Рот заключенного был открыт, и я сначала не понял, почему, но потом увидел, что между его челюстей вставлен кляп, подобный тому, какой санитары вкладывают в рот сумасшедшего, прежде чем пропустить через него электрический ток. Кляп заставлял несчастного держать рот все время раскрытым и не давал ему кусать губы; иначе вампир начал бы пить собственную кровь. Тюремный кляп был больше, чем тот, что используется в психиатрии, и сделан был так, чтобы заключенный мог говорить.
Двое охранников остались в гнетущей полутьме коридора.
Шериф, нагнув голову и придерживая фуражку, вошел первым.
Франсуаз шагнула следом и остановилась. Лицо ее стало суровым. Скользнув взглядом по фигуре узника, она мрачно посмотрела на нашего проводника.
– Так вот как у вас обращаются с заключенными, шериф, – жестко произнесла она.
Тот не ответил; по-видимому, условия, в которых пленник был принужден проводить последние часы своей жизни, вовсе не казались ему жестокими.
– Как ты провел эту ночь, Сальвадор? – спросил шериф. – Тебе удалось поспать?
Затуманенный взгляд прикованного к стене человека остановился на шерифе, тусклые глаза прояснились – он узнал его.
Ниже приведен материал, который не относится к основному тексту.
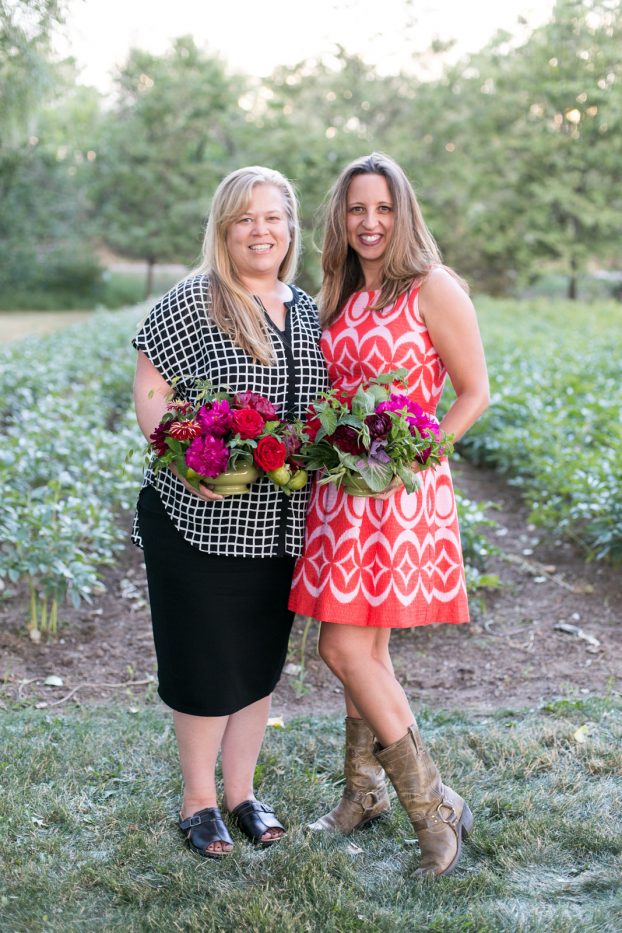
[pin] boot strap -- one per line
(366, 799)
(451, 819)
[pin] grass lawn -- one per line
(88, 838)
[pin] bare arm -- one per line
(151, 396)
(450, 317)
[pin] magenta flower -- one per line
(379, 424)
(415, 415)
(257, 402)
(207, 455)
(215, 418)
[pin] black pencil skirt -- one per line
(220, 624)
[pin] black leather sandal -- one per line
(255, 818)
(204, 828)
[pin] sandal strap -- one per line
(211, 818)
(254, 818)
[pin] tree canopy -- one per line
(515, 151)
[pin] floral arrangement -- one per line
(363, 441)
(224, 432)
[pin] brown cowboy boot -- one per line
(365, 797)
(440, 817)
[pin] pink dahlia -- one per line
(182, 408)
(184, 430)
(215, 418)
(158, 439)
(207, 455)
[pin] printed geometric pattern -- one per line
(395, 563)
(182, 342)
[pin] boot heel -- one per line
(466, 821)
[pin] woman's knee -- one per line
(341, 651)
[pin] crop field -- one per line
(555, 423)
(66, 427)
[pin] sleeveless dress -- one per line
(394, 563)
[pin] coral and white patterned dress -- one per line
(393, 563)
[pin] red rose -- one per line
(247, 423)
(270, 453)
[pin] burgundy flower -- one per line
(378, 452)
(208, 455)
(184, 430)
(312, 423)
(379, 425)
(215, 418)
(247, 422)
(270, 453)
(347, 439)
(257, 402)
(158, 439)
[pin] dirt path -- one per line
(511, 655)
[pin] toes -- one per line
(219, 847)
(271, 834)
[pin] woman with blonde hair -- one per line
(219, 569)
(392, 560)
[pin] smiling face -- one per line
(369, 220)
(259, 238)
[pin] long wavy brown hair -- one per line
(411, 252)
(233, 308)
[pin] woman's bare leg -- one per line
(359, 660)
(381, 651)
(240, 749)
(198, 740)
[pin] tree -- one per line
(42, 209)
(162, 150)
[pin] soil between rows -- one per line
(510, 655)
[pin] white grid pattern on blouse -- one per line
(181, 341)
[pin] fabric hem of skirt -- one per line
(359, 624)
(192, 711)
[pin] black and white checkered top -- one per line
(181, 341)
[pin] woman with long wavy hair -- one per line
(392, 560)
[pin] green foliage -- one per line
(515, 151)
(88, 837)
(554, 423)
(63, 437)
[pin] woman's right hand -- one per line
(203, 492)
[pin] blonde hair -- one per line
(233, 308)
(411, 251)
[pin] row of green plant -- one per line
(88, 836)
(66, 425)
(554, 425)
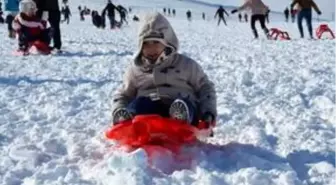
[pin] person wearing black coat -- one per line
(49, 10)
(110, 9)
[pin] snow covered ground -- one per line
(276, 103)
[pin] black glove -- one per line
(120, 115)
(208, 119)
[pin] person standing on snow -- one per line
(220, 12)
(12, 7)
(123, 12)
(29, 26)
(162, 81)
(110, 9)
(49, 10)
(259, 11)
(189, 15)
(305, 12)
(286, 12)
(67, 14)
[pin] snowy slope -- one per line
(276, 103)
(327, 7)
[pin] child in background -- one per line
(29, 27)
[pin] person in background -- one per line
(305, 12)
(220, 12)
(49, 10)
(12, 7)
(259, 11)
(162, 81)
(29, 26)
– Я хочу пить... – чуть слышно прошептал узник.
– Конечно, как же, – отвечал служитель закона. – Тебе бы сейчас наброситься на меня и высосать из меня всю кровь. Но только ты тупая, безмозглая скотина, Сальвадор; у тебя даже не хватило ума как следует спрятаться.
Заключенный смотрел на шерифа, на его шевелившиеся губы, когда тот говорил; по его виду можно было понять, что он уже успел привыкнуть к оскорблениям и свыкся с мыслью, что ему уже никогда не выйти из этой камеры, лишенной окон.
– Ты даже не сумел найти убежище получше, чем подвал мельницы, – продолжал шериф. – Вот почему ты сейчас прикован к этой стене, а потом умрешь, как собака.
– Вы арестовали его, когда он прятался? – спросила Франсуаз, но не получила ответа.
Теперь несчастный смотрел уже не на шерифа, его взгляд был направлен на нас. Появление новых людей, впервые за долгие дни, проведенные здесь, возбудило его внимание, огонек жизни, почти погасший, снова загорелся в глубине его глаз. И не потому, что наш приход мог возродить надежду в его душе; не потому даже, что он ожидал скорого окончания своих страданий. Легкой ноты разнообразия оказалось достаточно, чтобы человек, прикованный в стене, на мгновение забыл о том, что с ним происходит.
– Я забыл представить тебе этих господ, Сальвадор, – продолжал шериф. – Они приехали сюда из Высокого анклава специально, чтобы посмотреть на такого тупого недоумка, как ты. А теперь ты станешь отвечать на мои вопросы – так же, как мы делали с тобой в прошлые разы. Ты помнишь?
Слова служителя закона вызвали ужас на лице заключенного; его тело дернулось, точно он надеялся перервать удерживавшие его цепи. Сдавленный крик вырвался из его груди и затих.
– О чем вы собираетесь спрашивать? – осведомился я.
– Сальвадор – тупая скотина, – безразлично ответил шериф. – Он сам не знает, что важного ему известно. Его приятели, те, что спрятались где-то в городе Дроу, наверняка имели какие-то планы. Шаг за шагом я вытрясу это из недоумка.
– Нет! – закричал несчастный, и его жалобный крик резанул меня по ушам. – Я больше ничего не скажу. Я ничего не знаю. Чем больше я говорю, тем больше вы меня допрашиваете. Я больше ничего не знаю. Просто убейте меня, дайте мне умереть.
– Я же говорил, что он – тупая скотина, – проворчал шериф. – Ладно, Сальвадор, мы с тобой начнем. Дамочка, если у вас слабые нервы, то вам лучше выйти.
Франсуаз коротко кивнула мне и подошла к заключенному.